Newman additionally challenges the apportionment of liability by the court in its initial judgment, arguing that no liability should have been imposed upon Isuzu because no proof of its fault was adduced and that any derivative liability on the part of Dean as principal had to be in the same percentage as that assessed against Dean's agent, Rosalie Holmes. We again reverse.
We find no basis upon which to conclude that Rosalie Holmes and Isuzu should have both been held liable for 95% of Newman's injuries. Holmes was sued on the basis of her alleged negligence; Isuzu was sued on strict liability grounds. Their fault was alleged to have combined to cause Newman's loss. That fault was not concurrent or co-extensive. Consequently, liability, if any, should have been separately assessed. N.J.S.A. 2A:15-5.2(a)(2).
Because we were not supplied with a transcript of the proof hearing, we cannot fully evaluate Newman's argument that no liability should have been assessed against Isuzu because he produced no evidence of its fault at that hearing. We assume some evidential basis for the court's conclusion of liability, although what it was is unknown to us. However, if the finding of liability had no evidential basis, that fact would provide an additional ground for reversal in this case.

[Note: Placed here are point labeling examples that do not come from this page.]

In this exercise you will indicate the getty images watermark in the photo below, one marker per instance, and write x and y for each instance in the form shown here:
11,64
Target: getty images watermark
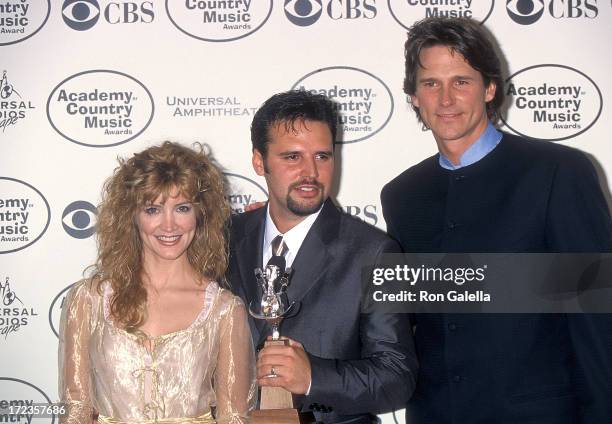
490,283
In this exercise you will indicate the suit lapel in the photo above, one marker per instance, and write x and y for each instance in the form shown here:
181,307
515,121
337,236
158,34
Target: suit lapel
314,256
249,255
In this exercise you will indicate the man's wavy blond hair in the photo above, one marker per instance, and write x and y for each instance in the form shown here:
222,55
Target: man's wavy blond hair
138,181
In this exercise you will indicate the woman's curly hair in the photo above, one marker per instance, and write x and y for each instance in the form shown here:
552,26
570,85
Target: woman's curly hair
159,170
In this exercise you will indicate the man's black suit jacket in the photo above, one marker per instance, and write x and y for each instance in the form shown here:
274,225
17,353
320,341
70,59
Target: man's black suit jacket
362,364
524,196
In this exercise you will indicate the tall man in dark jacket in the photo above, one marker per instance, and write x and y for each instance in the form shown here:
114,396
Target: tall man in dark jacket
342,365
488,191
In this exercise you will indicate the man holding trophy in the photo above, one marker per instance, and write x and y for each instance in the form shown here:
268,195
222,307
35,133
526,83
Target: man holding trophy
300,260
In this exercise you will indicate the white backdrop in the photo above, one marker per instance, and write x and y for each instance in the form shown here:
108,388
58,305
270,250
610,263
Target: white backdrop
86,81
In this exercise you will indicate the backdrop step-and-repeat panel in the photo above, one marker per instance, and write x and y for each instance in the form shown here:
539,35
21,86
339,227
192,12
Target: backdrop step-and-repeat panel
86,81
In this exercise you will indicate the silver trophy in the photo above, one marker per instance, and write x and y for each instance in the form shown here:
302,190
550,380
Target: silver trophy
272,307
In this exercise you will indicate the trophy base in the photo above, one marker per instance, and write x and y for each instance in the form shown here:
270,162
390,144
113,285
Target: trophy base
281,416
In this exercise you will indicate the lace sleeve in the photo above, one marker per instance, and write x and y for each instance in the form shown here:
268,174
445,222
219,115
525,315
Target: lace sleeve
235,387
74,369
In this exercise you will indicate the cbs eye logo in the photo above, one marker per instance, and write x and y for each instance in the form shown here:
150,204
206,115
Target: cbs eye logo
303,12
525,12
80,15
79,219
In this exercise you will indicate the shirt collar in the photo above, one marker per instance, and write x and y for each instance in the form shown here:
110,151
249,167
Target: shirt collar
478,150
292,238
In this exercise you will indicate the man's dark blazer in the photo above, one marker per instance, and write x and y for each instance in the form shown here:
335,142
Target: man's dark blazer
524,196
361,363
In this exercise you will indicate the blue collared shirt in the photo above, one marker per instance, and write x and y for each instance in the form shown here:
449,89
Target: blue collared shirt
478,150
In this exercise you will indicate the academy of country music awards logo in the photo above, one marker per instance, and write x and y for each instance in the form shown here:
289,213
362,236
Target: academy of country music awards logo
24,215
19,397
14,313
218,20
100,108
528,12
21,19
13,106
407,12
364,102
552,102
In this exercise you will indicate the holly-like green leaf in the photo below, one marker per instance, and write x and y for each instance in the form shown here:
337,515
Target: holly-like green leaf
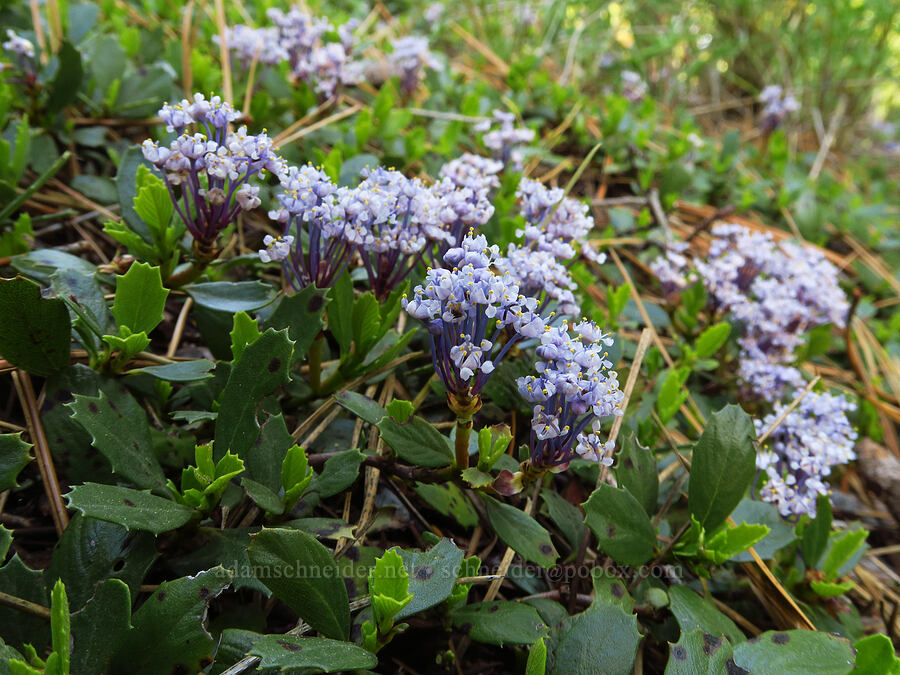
361,406
432,576
621,525
537,659
712,339
14,456
795,652
567,517
244,332
287,652
729,541
182,371
692,612
301,314
723,466
63,88
140,298
449,500
416,441
303,575
91,551
672,393
228,296
120,431
132,509
34,332
602,639
636,472
100,627
699,653
815,534
875,654
780,534
173,620
154,205
842,550
263,366
500,623
521,532
338,474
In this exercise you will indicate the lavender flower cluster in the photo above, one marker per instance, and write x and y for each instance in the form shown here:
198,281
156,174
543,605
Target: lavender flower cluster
504,139
211,167
801,452
575,388
326,65
777,105
776,291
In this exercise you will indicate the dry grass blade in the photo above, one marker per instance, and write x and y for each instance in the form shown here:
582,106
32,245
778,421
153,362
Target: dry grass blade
25,390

We find that Newman had no obligation in the proof hearing to demonstrate fault on the part of the settling tortfeasors, with the exception of Rosalie Holmes, upon whose liability that of Dean depends. Dean did not appear in the action, and he thus filed neither a crossclaim for contribution nor any other document that would provide notice to Newman that he was asserting a right to a credit based upon the settlements reached in the matter. Thus his right to an apportionment of damages was waived. See Young v. Latta, 123 N.J. 584, 596-98, 589 A.2d 1020 (1991) (holding that the right of a non-settling defendant to a credit as the result of a settlement with a co-defendant can be asserted without a cross-claim for contribution, but that fair and timely notice to plaintiff of an assertion of that right must be given). See also Green v. General Motors Corp., 310 N.J.Super. 507, 546, 709 A.2d 205 (App.Div.) (placing burden on defendant to demonstrate that a settling tortfeasor was liable for a percentage of plaintiff's damages, and holding that if apportionment is not requested prior to trial, it is waived), certif. denied, 156 N.J. 381, 718 A.2d 1210 (1998). We have found such waiver to exist even if it creates a windfall for the plaintiff. Id. at 547, 709 A.2d 205. Although the precedent that we have cited did not arise in a default context, we see no reason to distinguish between the rights and responsibilities of a defendant who has appeared and one who has not.
As a final matter, we agree with Newman that the court erred in assessing vicarious liability against Dean as principal that was less than that of the agent for whose conduct he was being held responsible on a theory of respondeat superior. Vicarious liability in this context must equal that of the underlying tortfeasor. Kelley v. Curtiss, 16 N.J. 265, 270, 108 A.2d 431 (1954); Moss v. Jones, 93 N.J.Super. 179, 184, 225 A.2d 369 (App.Div.1966).
Reversed and remanded for further proceedings in accordance with this opinion.